In a recent article, the Economist stated that,“Turkey’s president must give up trying to crush the Kurds. Instead, he should reopen peace talks.” We would like to ask why the Economist, a publication with both history and prestige, offers its readers such superficial writing on Turkey.
In that one sentence, the Economist makes the following errors. First of all, Turkey’s President is not trying to “to crush the Kurds.” In reality, Turkish security forces — not the Turkish President — fight against the PKK. The PKK is an armed leftist militant group which does not represent all Kurdish people, so the Turkish security forces are not fighting “the Kurds.” Many voters in Turkey’s Kurdish-majority areas voted for the AKP in the past thirteen years, for example.
Furthermore, the PKK unilaterally ended the recent ceasefire, resumed armed struggle in summer 2015, and threatened Turkey with further attacks.

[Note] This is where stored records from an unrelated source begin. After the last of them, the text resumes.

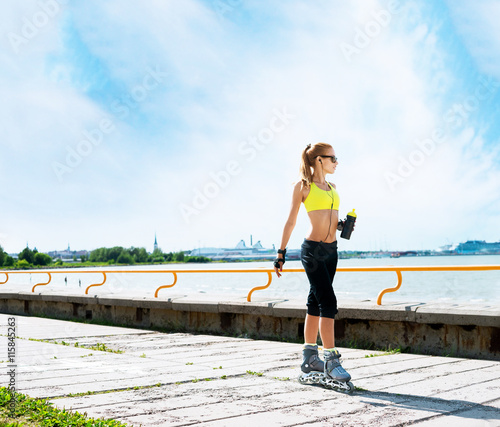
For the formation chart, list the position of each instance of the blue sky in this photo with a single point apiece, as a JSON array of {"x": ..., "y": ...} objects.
[{"x": 187, "y": 119}]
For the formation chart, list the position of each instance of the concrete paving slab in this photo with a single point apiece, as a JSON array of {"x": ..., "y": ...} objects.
[{"x": 257, "y": 382}]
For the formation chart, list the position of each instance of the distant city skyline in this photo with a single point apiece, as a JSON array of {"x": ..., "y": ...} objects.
[
  {"x": 188, "y": 120},
  {"x": 242, "y": 243}
]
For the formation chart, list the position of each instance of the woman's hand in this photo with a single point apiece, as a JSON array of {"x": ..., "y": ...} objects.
[{"x": 278, "y": 262}]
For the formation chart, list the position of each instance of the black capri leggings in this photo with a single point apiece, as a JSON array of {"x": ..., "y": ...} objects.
[{"x": 320, "y": 262}]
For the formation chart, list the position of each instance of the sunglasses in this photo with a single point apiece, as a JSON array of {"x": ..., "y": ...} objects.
[{"x": 334, "y": 159}]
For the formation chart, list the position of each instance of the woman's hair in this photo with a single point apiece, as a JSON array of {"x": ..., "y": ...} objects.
[{"x": 307, "y": 161}]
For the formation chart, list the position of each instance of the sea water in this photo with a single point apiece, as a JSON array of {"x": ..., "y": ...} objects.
[{"x": 453, "y": 287}]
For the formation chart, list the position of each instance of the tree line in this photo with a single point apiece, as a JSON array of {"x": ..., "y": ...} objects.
[{"x": 115, "y": 255}]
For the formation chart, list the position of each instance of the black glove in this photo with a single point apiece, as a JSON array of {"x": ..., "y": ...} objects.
[{"x": 278, "y": 260}]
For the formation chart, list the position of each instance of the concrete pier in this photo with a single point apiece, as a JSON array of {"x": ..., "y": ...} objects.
[
  {"x": 436, "y": 329},
  {"x": 181, "y": 379}
]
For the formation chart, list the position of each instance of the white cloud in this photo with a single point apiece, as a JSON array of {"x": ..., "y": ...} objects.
[{"x": 477, "y": 23}]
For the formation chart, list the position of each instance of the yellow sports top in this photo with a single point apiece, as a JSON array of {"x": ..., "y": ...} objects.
[{"x": 318, "y": 199}]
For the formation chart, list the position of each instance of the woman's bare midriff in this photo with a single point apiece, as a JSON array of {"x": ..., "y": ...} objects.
[{"x": 320, "y": 221}]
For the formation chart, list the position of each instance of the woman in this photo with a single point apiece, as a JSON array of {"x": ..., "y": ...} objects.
[{"x": 318, "y": 256}]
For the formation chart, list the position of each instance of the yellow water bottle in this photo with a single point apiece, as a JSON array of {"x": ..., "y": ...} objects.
[{"x": 348, "y": 225}]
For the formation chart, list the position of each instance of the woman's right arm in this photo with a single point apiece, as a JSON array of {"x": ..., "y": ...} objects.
[{"x": 291, "y": 221}]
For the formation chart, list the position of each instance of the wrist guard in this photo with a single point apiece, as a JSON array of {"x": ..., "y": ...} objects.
[{"x": 278, "y": 260}]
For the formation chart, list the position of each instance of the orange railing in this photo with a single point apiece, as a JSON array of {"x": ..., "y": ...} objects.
[{"x": 397, "y": 269}]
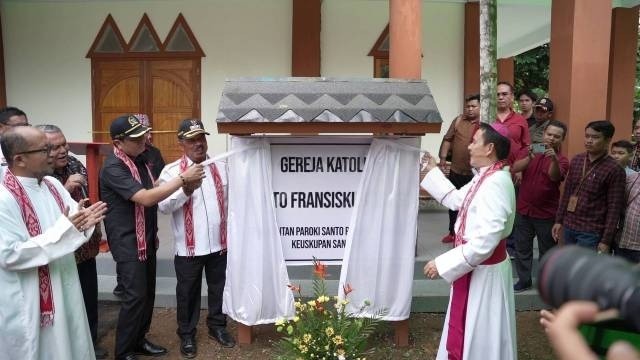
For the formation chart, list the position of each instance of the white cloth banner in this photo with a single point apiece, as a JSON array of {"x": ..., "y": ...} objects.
[
  {"x": 256, "y": 289},
  {"x": 380, "y": 254}
]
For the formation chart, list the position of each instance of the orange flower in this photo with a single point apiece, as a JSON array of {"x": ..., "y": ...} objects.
[
  {"x": 319, "y": 269},
  {"x": 347, "y": 289},
  {"x": 295, "y": 288}
]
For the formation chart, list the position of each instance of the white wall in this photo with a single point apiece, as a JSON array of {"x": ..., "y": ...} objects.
[
  {"x": 48, "y": 76},
  {"x": 45, "y": 45},
  {"x": 350, "y": 28}
]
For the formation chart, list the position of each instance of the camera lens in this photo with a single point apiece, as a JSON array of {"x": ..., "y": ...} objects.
[{"x": 575, "y": 273}]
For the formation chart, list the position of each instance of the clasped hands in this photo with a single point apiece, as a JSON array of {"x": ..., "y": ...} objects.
[
  {"x": 431, "y": 271},
  {"x": 87, "y": 217},
  {"x": 427, "y": 162},
  {"x": 192, "y": 178}
]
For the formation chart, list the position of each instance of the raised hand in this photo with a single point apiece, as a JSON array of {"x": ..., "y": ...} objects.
[
  {"x": 75, "y": 181},
  {"x": 193, "y": 175},
  {"x": 87, "y": 217}
]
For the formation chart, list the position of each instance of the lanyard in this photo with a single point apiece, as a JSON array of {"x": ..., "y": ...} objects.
[{"x": 584, "y": 167}]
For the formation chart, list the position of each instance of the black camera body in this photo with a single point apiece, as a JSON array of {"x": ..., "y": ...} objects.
[{"x": 574, "y": 273}]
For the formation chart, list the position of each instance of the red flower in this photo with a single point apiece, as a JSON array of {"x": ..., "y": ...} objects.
[
  {"x": 347, "y": 289},
  {"x": 295, "y": 288},
  {"x": 319, "y": 269}
]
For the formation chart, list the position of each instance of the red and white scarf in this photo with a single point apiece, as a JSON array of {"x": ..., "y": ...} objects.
[
  {"x": 460, "y": 291},
  {"x": 187, "y": 210},
  {"x": 30, "y": 218},
  {"x": 139, "y": 208}
]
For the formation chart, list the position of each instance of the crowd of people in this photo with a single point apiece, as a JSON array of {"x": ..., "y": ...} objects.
[
  {"x": 51, "y": 236},
  {"x": 503, "y": 189},
  {"x": 514, "y": 196}
]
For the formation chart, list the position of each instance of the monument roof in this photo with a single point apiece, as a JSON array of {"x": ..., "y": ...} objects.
[{"x": 327, "y": 100}]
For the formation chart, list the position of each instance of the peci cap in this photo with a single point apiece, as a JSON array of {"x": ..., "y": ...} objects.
[
  {"x": 127, "y": 126},
  {"x": 545, "y": 103},
  {"x": 189, "y": 128},
  {"x": 500, "y": 129}
]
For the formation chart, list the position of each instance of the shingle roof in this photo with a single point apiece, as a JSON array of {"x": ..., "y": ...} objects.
[{"x": 327, "y": 100}]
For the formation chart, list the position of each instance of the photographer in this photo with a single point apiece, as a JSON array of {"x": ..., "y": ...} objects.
[
  {"x": 562, "y": 329},
  {"x": 579, "y": 282}
]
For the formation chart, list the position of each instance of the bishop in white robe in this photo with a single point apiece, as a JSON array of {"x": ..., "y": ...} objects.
[{"x": 480, "y": 320}]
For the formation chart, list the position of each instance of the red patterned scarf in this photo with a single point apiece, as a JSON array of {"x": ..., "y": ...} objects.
[
  {"x": 139, "y": 208},
  {"x": 460, "y": 292},
  {"x": 187, "y": 210},
  {"x": 30, "y": 218}
]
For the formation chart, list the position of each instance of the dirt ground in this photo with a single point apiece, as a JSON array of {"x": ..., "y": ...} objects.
[{"x": 425, "y": 331}]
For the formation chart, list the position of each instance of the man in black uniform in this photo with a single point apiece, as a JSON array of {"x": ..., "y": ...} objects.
[{"x": 126, "y": 185}]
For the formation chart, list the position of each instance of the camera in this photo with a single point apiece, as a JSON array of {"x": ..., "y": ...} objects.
[{"x": 574, "y": 273}]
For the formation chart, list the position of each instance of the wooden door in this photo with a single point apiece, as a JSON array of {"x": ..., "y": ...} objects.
[
  {"x": 175, "y": 93},
  {"x": 117, "y": 90},
  {"x": 168, "y": 91}
]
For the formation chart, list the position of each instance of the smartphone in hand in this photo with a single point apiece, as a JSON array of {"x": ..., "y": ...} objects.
[{"x": 538, "y": 148}]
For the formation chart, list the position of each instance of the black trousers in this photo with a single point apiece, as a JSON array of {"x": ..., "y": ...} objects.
[
  {"x": 138, "y": 281},
  {"x": 89, "y": 285},
  {"x": 188, "y": 290},
  {"x": 458, "y": 181},
  {"x": 630, "y": 255},
  {"x": 525, "y": 229}
]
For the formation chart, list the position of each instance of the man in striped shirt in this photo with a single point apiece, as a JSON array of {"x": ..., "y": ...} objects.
[{"x": 594, "y": 193}]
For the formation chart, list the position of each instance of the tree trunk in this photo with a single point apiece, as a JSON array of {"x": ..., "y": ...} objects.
[{"x": 488, "y": 62}]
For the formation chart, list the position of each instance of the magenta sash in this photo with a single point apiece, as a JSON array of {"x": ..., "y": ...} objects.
[{"x": 459, "y": 300}]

Since then, PKK attacks have killed over one hundred security officials and civilians. As a result, the responsibility for ending the ceasefire does not lie with the Turkish state, but with the PKK.

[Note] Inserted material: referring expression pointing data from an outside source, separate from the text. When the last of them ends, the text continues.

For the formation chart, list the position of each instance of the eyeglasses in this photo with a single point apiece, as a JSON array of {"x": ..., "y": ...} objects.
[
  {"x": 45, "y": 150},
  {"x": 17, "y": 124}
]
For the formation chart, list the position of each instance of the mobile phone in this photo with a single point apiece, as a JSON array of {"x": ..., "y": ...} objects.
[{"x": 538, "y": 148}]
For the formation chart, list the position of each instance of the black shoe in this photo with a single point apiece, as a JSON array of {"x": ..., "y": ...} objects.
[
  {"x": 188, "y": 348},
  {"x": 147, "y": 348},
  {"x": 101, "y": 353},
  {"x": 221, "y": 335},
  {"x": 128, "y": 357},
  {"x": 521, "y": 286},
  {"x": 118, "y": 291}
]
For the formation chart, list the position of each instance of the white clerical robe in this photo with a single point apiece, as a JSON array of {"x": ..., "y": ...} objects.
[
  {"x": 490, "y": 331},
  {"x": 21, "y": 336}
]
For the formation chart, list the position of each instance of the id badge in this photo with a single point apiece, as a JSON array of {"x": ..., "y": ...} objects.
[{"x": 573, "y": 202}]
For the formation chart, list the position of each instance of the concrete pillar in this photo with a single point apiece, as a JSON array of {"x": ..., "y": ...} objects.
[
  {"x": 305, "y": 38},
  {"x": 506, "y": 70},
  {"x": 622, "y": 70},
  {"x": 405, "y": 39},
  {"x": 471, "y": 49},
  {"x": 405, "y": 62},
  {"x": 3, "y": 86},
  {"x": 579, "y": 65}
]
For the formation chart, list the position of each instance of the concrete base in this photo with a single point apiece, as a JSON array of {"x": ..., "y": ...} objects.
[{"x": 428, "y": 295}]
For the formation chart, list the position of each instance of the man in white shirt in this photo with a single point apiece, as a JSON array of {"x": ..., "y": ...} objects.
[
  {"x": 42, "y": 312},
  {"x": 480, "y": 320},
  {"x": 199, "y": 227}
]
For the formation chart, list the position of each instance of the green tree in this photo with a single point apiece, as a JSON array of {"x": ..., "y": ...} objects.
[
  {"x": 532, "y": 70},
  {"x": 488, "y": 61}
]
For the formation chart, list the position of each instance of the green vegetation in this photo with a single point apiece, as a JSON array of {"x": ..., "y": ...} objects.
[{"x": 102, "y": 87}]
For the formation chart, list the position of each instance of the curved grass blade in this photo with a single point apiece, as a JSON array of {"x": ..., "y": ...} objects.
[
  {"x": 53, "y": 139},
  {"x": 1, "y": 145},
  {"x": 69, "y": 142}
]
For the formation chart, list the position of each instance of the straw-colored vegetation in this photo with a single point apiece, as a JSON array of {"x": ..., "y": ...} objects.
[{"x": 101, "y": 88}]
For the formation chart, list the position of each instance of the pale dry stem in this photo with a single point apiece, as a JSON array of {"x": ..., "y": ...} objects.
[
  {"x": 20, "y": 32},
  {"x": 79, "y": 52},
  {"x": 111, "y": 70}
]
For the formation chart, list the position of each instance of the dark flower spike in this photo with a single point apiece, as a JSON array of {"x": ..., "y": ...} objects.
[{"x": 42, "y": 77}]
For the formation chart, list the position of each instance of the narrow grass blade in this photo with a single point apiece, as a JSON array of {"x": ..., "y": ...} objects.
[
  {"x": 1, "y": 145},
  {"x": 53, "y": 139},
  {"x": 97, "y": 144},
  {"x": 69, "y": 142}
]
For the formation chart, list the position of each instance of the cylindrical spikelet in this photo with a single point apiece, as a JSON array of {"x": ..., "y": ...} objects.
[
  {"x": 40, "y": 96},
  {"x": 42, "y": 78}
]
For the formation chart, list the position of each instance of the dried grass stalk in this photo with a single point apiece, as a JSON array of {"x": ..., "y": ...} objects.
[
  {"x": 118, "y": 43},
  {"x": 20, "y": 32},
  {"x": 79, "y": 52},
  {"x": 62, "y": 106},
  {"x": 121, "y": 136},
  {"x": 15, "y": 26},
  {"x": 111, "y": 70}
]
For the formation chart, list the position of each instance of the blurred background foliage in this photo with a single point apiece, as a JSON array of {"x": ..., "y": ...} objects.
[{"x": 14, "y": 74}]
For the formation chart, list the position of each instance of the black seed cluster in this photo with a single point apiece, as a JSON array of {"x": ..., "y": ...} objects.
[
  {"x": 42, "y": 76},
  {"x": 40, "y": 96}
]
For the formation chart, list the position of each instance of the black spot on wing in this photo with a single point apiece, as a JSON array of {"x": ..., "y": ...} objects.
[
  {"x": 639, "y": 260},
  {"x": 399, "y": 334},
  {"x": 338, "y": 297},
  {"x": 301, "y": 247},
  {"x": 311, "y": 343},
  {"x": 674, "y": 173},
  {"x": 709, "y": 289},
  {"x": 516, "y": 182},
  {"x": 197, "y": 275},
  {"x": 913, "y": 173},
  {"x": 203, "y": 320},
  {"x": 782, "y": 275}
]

Finally, urging the reopening of peace talks is good, but most likely futile when the side that ended the peace negotiations is also the side that has to be convinced to go back to the negotiating table. For that reason, it would be much more appropriate for the Economist to urge the PKK to return to the negotiating table.

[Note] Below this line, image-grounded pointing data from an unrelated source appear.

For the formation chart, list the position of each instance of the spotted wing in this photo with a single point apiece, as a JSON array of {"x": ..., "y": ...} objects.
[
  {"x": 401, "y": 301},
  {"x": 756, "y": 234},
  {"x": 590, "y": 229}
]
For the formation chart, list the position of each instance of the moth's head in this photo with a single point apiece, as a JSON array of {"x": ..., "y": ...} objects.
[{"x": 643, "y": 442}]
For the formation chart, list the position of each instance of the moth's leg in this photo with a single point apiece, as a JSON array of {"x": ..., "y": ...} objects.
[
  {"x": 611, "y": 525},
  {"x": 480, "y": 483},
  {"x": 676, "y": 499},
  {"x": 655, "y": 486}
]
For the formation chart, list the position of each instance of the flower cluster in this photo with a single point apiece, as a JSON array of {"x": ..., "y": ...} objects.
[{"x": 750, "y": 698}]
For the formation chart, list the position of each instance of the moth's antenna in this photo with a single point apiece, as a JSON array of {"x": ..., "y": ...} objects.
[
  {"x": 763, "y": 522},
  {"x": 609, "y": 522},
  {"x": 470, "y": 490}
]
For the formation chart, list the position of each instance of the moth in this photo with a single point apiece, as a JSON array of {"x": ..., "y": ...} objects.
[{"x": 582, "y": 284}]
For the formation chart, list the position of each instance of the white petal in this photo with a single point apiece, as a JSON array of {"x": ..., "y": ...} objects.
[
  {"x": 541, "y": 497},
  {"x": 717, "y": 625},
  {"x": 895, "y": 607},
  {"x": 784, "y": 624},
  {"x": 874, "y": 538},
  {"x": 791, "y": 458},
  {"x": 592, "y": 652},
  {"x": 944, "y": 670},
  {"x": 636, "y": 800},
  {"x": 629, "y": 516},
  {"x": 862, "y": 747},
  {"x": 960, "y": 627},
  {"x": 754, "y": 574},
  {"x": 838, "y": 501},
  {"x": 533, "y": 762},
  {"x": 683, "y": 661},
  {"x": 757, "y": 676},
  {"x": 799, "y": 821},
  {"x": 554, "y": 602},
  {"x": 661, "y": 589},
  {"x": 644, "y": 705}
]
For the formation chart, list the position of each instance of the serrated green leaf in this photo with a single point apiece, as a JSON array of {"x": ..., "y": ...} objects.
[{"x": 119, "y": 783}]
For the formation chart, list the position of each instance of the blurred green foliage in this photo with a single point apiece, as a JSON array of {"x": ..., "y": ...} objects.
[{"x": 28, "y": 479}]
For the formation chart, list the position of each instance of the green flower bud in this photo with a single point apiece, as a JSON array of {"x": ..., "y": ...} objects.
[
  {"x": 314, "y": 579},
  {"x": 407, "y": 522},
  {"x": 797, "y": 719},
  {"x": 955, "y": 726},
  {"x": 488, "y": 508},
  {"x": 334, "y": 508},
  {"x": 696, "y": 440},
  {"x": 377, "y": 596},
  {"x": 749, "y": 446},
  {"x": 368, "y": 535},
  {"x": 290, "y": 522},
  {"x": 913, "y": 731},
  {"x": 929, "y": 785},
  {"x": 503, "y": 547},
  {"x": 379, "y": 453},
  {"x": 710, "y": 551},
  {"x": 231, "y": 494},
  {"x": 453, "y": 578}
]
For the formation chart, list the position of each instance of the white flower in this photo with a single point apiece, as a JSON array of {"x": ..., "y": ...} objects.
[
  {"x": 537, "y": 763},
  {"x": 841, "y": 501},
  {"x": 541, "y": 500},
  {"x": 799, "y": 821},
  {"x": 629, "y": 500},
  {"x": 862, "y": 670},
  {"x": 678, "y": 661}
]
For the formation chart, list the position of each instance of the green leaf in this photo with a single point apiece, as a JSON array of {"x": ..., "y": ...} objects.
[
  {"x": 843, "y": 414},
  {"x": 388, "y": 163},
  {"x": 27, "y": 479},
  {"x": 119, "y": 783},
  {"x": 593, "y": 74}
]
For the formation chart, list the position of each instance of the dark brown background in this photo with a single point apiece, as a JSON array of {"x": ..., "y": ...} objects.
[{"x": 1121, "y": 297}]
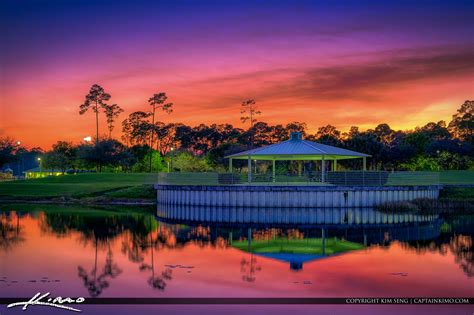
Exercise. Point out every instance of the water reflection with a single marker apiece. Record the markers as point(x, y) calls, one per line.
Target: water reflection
point(11, 232)
point(115, 244)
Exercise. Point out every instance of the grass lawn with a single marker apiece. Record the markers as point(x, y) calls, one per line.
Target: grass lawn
point(298, 246)
point(123, 185)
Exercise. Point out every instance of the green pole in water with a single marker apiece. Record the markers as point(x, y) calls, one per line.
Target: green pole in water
point(323, 238)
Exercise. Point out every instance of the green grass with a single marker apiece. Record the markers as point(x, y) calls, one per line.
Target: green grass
point(126, 185)
point(298, 246)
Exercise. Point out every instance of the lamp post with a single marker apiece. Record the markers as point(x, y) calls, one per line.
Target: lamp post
point(18, 143)
point(170, 162)
point(39, 161)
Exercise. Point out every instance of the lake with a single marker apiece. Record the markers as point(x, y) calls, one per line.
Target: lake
point(91, 252)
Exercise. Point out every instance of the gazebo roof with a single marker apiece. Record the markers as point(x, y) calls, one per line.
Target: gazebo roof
point(298, 149)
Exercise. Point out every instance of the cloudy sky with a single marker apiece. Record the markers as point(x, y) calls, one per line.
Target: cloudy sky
point(321, 62)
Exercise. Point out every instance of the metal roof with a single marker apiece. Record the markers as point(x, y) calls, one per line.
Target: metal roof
point(298, 149)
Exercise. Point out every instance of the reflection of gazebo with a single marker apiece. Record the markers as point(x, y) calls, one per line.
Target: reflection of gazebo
point(296, 261)
point(297, 149)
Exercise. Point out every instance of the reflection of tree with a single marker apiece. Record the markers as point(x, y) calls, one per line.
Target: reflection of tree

The article ended by explaining that, “It will be impossible to end the civil war in Syria if Mr Erdogan insists on waging a war of his own in Turkey.” We want to remind the Economist that the cause of the Syrian civil war is the Assad regime, not Mr. Erdogan. Since 2011, the Assad regime has killed hundreds of thousands of its own citizens, and forced millions to flee from Syria to surrounding countries. Therefore, it is far more reasonable to establish a connection between the end of the Syrian war and the Assad regime, rather than with Mr. Erdogan.